Na polach centralnych regionów Tajlandii popularne są uprawy takie jak dynie i ogórki.
A przed tymi rolnikami, którzy uprawiali te warzywa, ogromne snoby były dostarczane przez gigantyczne ślimaki, powoli przesuwające liście i owoce upraw. Jednak z czasem tajscy rolnicy zdali sobie sprawę, jak cenne są ślimaki pozostawione na łóżkach z dyniami i ogórkami.
Naukowcy od dawna udowodnili, że śluz ślimaka jest prawdziwym magazynem kolagenu - substancji, która jest przydatna zarówno dla skóry, jak i włosów, paznokci itp. Dlatego tajscy rolnicy zmienili swój gniew na litość, przestali wypędzać ślimaki z łóżek i teraz ostrożnie zbierają cenny śluz z liście, pędy i owoce.
Sprzedają zebrany materiał za ogromne pieniądze firmom farmaceutycznym i kosmetycznym.
Na przykład hodowca ryżu, Fatinisiri Thangkyu, myślał, że ślimaki są prawdziwą katastrofą dla ich ziemi - beztroscy najeźdźcy zjadali pąki roślin i młode pędy. Jednak z czasem Fatinisiri przestał rzucać ślimaki na pobocze lub rzekę, jak to robił wcześniej i jak ćwiczyli jego sąsiedzi.

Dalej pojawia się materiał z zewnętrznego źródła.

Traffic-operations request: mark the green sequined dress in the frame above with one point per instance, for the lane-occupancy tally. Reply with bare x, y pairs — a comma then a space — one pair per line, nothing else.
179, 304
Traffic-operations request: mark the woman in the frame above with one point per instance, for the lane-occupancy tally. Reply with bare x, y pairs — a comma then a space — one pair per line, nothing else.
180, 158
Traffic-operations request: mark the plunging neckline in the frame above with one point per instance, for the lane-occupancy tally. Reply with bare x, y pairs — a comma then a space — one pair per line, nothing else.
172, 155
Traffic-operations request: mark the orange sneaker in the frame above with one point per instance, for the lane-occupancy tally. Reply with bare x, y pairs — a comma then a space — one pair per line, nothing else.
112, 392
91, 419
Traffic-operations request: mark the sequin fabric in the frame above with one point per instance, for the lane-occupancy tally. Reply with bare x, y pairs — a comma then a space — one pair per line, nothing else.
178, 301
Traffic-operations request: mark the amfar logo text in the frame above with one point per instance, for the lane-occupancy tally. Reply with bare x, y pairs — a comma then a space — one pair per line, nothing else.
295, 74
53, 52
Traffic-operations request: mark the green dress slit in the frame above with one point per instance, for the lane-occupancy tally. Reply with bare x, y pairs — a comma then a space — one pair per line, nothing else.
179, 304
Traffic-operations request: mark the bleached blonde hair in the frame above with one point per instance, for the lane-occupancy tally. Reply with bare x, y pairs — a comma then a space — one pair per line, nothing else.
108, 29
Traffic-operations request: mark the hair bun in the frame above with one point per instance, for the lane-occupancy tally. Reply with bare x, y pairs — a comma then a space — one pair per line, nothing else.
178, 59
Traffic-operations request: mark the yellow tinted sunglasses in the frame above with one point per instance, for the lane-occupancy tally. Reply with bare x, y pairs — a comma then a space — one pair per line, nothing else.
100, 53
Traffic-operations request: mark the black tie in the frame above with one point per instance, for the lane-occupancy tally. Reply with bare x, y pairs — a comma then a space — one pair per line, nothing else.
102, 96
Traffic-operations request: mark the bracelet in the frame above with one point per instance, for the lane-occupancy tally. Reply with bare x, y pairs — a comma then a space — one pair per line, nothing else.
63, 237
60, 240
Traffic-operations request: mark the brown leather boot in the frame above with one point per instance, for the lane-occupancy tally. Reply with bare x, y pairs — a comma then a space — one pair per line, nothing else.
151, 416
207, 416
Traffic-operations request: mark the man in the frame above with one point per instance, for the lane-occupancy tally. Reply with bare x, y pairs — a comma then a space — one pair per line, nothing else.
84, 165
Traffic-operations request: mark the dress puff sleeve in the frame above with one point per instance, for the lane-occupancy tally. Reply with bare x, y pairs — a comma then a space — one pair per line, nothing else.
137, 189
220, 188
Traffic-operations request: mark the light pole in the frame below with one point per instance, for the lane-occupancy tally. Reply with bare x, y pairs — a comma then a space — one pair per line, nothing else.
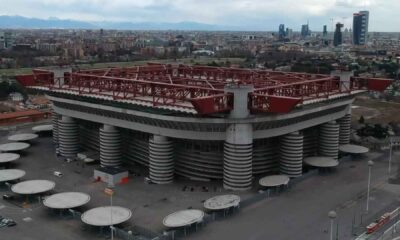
390, 157
332, 215
109, 191
370, 164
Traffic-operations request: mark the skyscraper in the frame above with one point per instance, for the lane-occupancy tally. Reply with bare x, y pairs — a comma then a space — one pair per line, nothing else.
325, 32
325, 36
360, 27
338, 38
305, 30
282, 33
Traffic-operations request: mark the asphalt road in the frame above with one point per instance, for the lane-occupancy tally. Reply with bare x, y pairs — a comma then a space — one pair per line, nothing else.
302, 212
299, 213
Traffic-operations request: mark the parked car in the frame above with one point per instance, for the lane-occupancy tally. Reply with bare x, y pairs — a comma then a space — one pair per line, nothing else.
8, 197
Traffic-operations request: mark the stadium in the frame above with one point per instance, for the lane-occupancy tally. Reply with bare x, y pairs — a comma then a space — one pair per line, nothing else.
198, 122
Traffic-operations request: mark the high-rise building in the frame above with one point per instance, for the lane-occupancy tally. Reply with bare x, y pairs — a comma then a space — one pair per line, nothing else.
325, 40
360, 27
2, 40
338, 38
8, 40
282, 33
325, 32
305, 30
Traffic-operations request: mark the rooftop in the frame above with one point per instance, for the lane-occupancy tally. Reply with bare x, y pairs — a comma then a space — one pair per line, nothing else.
199, 89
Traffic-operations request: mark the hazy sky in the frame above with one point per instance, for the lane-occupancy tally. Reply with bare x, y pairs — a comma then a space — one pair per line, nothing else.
254, 14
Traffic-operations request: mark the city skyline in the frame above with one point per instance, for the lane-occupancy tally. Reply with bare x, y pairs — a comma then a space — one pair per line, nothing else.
236, 15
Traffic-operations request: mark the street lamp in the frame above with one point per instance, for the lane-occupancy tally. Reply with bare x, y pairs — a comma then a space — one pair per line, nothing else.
370, 164
332, 215
390, 156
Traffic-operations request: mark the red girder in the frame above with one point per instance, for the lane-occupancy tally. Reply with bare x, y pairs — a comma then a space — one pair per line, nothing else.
202, 87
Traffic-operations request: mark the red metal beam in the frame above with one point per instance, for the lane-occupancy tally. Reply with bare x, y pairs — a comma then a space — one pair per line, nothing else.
202, 86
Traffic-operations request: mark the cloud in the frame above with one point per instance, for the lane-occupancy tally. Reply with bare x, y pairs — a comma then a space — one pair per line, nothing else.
256, 14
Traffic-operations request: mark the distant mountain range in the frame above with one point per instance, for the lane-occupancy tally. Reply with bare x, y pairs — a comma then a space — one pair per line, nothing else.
55, 23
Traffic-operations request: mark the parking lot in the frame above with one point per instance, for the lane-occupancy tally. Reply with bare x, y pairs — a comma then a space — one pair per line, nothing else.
300, 211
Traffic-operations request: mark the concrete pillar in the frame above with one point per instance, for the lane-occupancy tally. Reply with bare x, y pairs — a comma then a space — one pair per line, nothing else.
68, 137
238, 147
238, 156
55, 119
329, 140
344, 129
161, 161
291, 154
110, 146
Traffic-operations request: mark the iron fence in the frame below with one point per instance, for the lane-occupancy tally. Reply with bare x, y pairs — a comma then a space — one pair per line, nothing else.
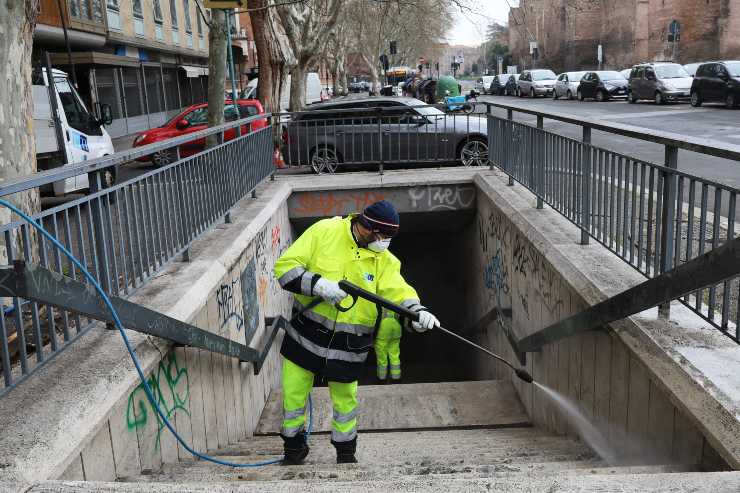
654, 217
384, 133
125, 233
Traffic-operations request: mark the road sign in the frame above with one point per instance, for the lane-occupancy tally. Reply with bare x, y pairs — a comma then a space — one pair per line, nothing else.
224, 4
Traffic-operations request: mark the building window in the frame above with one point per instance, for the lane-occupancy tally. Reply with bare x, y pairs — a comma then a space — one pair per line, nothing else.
114, 15
138, 17
188, 24
88, 10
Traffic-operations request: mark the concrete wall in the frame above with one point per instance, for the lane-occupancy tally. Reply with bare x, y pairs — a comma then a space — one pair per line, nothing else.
518, 262
95, 422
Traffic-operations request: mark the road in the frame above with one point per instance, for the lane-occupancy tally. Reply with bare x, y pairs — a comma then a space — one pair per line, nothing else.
709, 121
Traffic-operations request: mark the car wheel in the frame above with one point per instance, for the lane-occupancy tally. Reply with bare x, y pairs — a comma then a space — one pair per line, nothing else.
474, 152
164, 157
696, 99
730, 101
324, 160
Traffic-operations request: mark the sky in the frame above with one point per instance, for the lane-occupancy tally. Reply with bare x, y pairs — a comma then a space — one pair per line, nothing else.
470, 27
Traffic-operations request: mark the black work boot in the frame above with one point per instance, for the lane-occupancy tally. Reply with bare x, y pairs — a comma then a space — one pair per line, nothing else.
296, 449
346, 451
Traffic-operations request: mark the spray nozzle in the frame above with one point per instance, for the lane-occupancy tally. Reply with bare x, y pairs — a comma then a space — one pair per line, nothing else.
524, 375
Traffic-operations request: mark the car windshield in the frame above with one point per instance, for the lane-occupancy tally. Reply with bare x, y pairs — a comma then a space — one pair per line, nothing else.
610, 75
733, 68
671, 71
428, 111
544, 75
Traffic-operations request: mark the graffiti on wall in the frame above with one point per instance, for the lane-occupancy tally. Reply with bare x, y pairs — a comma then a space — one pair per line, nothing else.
538, 275
323, 204
446, 197
169, 385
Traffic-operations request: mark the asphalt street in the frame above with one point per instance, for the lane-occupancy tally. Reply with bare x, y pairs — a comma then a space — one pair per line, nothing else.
709, 121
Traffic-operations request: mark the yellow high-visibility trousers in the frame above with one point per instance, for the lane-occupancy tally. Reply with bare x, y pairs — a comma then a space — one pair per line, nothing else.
297, 385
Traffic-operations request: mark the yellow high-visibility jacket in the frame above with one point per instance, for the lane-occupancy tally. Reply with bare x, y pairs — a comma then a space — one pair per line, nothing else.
323, 339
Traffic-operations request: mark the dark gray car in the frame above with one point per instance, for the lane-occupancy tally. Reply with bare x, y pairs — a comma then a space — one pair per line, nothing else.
390, 130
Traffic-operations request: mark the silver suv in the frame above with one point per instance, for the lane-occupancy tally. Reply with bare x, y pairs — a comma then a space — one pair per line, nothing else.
659, 82
540, 82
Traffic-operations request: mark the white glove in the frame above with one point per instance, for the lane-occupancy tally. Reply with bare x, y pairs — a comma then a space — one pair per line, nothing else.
426, 322
329, 290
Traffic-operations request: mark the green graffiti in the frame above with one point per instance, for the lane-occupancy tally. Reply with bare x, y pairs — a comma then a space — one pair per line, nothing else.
163, 382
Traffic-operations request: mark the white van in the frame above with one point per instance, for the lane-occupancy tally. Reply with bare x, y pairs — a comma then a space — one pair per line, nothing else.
312, 90
80, 135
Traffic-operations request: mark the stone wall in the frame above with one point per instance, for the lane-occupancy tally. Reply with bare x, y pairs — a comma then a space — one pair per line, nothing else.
521, 268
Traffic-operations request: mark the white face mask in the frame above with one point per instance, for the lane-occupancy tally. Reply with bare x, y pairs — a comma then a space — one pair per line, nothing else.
378, 246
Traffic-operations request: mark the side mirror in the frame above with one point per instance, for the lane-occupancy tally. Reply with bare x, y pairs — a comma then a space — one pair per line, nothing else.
106, 114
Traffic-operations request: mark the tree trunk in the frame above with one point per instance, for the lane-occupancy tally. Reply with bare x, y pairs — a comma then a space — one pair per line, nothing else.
217, 39
17, 145
273, 53
297, 87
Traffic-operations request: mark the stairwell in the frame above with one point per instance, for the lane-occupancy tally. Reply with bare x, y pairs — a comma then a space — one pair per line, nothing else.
459, 436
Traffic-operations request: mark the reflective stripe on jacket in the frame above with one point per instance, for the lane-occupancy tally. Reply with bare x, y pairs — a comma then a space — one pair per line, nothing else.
323, 339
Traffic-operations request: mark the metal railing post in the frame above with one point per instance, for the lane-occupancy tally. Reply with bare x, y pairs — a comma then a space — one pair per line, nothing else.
540, 158
668, 216
586, 189
510, 117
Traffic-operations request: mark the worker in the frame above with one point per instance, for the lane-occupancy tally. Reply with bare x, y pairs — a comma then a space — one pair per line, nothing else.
388, 347
329, 343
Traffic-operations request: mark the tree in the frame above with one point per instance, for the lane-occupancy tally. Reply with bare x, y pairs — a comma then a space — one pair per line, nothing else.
17, 145
307, 26
217, 44
273, 52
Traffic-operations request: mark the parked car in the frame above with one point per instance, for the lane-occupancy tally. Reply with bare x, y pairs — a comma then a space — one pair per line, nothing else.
691, 68
194, 119
483, 84
511, 88
660, 82
567, 84
498, 84
535, 83
602, 86
347, 131
717, 82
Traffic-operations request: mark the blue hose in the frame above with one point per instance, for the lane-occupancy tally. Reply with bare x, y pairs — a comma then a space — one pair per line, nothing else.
129, 348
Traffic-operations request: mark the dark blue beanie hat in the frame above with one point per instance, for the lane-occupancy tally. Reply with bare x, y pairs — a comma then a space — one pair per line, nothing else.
381, 217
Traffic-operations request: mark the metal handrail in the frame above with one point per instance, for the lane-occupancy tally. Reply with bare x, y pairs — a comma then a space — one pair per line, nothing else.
704, 146
26, 182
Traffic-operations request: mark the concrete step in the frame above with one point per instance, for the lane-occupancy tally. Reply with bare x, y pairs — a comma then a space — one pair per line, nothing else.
414, 406
473, 452
715, 482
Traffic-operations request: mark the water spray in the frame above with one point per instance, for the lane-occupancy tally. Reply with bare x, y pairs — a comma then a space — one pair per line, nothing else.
357, 292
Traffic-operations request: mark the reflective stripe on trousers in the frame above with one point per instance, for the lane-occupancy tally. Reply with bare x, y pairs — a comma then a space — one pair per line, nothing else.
297, 384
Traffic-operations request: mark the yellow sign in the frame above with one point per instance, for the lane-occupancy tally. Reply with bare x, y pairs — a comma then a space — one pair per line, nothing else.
224, 4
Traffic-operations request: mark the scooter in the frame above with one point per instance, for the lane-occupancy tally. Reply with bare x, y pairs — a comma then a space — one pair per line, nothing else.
356, 292
461, 103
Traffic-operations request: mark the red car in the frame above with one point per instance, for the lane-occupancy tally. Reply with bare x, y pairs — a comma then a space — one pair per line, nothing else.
194, 119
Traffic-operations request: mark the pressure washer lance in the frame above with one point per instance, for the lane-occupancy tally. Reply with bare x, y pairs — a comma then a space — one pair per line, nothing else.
357, 292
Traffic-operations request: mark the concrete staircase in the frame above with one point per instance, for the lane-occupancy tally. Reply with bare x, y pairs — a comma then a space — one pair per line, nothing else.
435, 448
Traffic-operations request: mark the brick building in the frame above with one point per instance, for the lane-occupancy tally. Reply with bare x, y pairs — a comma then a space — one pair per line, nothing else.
568, 32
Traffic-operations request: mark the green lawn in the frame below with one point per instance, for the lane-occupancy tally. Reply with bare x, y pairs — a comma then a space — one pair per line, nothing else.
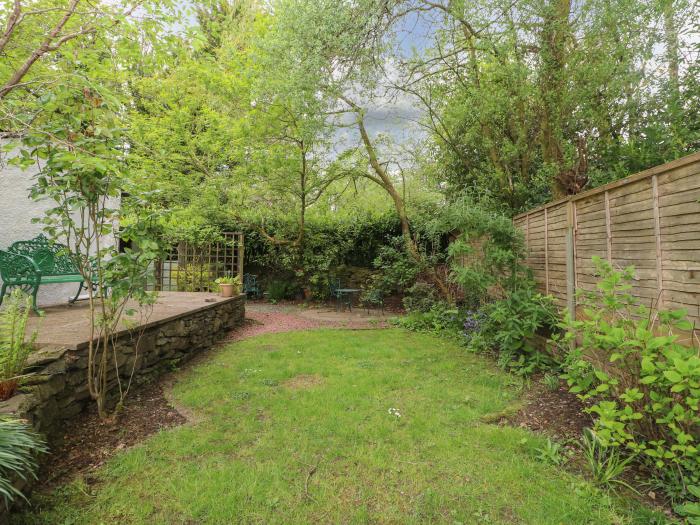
379, 426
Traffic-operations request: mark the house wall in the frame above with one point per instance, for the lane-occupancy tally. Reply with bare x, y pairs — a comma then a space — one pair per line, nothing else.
17, 209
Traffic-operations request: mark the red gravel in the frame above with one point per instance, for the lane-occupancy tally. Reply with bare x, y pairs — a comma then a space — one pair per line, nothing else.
271, 321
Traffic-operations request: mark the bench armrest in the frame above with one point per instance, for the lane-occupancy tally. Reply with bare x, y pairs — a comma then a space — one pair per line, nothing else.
15, 266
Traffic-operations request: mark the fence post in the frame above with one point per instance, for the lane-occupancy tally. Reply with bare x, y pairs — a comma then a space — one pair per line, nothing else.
241, 252
570, 259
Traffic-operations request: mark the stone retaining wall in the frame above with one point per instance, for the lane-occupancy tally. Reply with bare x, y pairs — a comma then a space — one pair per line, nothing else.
56, 391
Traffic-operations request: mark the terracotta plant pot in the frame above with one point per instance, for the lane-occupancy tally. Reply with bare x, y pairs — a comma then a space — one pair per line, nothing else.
226, 290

Przeciwnie, po zapoznaniu się z korzystnym działaniem śluzu ślimaka na ludzkie ciało, Thangkyu skoncentrował swoją uwagę na tych stworzeniach w wirującym pancerzu.
A teraz w jego aktywach - dobry tysiąc ślimaków, które pozostawiając śluz na roślinach, pomagają byłemu hodowcy ryżu zarobić od trzystu dwudziestu do sześciuset pięćdziesięciu dolarów miesięcznie.